Shares in Australian miner Lynas soared Thursday after Malaysia gave the green light for a controversial rare earths plant to be be built despite fears it could produce harmful radioactive waste.
The facility, which is near completion in the eastern state of Pahang, is set to become one of the few sites outside China to process rare earths -- metals used in high-tech equipment ranging from missiles to mobile phones.
Malaysia's Atomic Energy Licensing Board granted a temporary licence for the plant to begin operations for an initial two-year period under strict safety requirements.
But it made clear it could be suspended or revoked if the company failed to meet conditions on handling potentially hazardous waste, which is naturally present in rare earths.
Lynas shares surged nearly 20 percent on the news in early trade to Aus$1.60.

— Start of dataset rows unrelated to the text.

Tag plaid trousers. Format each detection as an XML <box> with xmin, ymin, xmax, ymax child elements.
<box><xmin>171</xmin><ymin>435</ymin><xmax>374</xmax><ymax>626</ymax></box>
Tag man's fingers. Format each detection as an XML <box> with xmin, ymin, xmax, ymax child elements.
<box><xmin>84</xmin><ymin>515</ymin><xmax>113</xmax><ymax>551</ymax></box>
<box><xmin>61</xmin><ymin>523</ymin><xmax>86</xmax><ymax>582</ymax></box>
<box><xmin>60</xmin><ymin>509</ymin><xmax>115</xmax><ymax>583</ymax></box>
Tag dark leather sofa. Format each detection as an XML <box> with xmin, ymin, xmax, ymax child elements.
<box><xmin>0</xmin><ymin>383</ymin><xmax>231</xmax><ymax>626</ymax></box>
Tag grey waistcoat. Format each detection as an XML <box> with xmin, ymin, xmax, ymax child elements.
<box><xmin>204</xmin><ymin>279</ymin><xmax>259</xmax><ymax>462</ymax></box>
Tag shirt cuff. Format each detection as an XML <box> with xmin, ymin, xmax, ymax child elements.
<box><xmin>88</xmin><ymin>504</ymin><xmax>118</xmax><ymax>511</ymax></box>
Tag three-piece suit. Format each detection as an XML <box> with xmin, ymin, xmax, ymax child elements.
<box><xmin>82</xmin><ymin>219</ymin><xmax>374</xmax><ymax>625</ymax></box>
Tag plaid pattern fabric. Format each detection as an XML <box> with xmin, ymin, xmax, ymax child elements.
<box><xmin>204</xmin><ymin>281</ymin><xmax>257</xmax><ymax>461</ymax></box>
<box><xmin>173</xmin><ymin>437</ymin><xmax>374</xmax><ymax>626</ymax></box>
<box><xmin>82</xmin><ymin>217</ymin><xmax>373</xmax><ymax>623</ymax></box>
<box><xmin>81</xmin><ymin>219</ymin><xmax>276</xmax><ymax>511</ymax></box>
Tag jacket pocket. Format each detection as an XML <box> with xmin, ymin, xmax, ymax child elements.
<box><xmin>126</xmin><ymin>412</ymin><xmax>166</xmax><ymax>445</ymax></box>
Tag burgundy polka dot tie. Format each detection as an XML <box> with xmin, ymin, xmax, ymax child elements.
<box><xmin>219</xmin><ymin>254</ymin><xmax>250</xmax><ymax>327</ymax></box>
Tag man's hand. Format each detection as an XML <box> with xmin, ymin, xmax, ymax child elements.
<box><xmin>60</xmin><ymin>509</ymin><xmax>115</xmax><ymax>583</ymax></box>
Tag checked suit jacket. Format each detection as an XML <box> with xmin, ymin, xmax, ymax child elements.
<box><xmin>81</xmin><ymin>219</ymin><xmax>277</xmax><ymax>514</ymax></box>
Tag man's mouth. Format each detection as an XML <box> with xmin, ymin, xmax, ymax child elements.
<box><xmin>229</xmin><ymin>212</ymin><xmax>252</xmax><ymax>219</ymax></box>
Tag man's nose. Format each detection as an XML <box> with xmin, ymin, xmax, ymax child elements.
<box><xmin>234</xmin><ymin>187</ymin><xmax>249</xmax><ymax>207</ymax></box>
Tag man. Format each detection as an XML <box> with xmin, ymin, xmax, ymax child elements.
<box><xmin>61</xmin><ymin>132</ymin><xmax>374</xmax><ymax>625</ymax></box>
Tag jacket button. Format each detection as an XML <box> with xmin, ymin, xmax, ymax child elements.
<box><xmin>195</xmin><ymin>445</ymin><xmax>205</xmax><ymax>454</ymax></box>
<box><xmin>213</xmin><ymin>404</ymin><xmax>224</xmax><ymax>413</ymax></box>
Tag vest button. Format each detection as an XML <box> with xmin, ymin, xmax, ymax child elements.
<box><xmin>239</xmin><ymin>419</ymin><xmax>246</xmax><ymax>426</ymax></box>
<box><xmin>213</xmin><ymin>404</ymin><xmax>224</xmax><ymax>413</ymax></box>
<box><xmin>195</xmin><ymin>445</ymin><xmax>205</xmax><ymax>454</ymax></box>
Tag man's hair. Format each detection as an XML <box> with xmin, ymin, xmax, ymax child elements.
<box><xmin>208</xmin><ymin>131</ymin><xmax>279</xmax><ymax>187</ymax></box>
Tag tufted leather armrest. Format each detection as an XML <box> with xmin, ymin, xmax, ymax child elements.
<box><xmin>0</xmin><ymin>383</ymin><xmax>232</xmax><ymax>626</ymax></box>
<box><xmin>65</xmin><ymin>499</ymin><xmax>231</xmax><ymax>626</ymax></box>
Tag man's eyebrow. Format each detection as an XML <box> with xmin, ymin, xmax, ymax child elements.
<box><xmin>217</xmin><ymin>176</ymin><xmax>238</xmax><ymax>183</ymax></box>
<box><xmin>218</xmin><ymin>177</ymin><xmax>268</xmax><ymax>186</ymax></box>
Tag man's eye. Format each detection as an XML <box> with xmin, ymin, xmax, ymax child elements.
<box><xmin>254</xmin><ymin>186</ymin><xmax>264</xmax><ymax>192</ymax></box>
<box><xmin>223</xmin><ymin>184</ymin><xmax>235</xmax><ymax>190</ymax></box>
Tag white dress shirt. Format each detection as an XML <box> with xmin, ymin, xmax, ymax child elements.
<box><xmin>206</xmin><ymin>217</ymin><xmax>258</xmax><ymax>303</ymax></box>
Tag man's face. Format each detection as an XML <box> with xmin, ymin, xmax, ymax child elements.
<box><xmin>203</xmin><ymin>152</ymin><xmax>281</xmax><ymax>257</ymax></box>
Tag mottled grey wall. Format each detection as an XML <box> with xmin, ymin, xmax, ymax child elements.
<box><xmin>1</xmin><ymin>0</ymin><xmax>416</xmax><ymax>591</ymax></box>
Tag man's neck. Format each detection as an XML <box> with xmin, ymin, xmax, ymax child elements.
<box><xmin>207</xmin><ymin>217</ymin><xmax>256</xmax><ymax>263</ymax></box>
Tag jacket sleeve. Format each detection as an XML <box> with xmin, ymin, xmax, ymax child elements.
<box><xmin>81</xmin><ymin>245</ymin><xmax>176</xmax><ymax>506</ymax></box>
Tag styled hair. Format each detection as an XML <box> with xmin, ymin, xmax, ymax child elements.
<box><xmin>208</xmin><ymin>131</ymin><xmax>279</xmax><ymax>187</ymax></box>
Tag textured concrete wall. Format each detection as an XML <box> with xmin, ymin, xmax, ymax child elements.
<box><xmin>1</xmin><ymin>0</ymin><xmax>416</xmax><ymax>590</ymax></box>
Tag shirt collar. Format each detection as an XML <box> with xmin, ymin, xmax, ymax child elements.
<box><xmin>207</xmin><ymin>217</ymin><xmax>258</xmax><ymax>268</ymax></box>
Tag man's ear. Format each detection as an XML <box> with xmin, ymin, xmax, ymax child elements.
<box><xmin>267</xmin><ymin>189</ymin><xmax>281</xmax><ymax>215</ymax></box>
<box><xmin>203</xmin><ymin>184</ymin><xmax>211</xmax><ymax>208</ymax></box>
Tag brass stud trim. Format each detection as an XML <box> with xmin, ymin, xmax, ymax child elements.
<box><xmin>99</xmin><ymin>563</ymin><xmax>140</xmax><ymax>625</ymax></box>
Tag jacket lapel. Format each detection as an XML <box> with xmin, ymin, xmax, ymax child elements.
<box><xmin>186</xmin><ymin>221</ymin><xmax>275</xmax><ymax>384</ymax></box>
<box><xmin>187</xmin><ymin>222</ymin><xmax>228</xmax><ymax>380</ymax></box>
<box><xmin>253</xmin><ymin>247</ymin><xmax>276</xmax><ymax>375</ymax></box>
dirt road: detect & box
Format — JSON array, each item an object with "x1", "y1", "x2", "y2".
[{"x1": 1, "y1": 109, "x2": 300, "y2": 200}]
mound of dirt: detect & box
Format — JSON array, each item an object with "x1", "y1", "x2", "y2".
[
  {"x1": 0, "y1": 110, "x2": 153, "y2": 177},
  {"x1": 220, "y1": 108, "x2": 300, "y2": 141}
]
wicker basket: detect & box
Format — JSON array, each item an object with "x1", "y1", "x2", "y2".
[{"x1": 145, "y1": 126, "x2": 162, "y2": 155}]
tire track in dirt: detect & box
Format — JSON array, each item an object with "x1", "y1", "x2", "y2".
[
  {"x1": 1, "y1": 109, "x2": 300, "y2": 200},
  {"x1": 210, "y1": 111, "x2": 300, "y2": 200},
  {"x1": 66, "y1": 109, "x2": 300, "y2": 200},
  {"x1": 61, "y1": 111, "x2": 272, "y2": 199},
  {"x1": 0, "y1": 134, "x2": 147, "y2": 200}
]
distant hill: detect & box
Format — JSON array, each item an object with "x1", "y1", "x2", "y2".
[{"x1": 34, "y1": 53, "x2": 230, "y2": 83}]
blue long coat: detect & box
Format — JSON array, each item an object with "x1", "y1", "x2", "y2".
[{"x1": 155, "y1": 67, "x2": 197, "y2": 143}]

"Lynas recognises its responsibility to the community to operate the plant in a safe and sustainable manner," the company's executive chairman Nicholas Curtis said in welcoming the approval.
Lynas has always insisted the plant, which will handle rare earths imported from Australia, will be safe, but critics say radioactive waste could leak out, threatening public health and the environment.
First production is expected in the second quarter of calendar 2012.
Currently, China produces more than 95 percent of the world's rare earths -- 17 elements critical to manufacturing everything from iPods to low-emission cars.
But Beijing has angered its trade partners by restricting overseas shipments in a bid to burnish its green credentials and tighten its grip over the metals, leading other countries to explore alternative sources.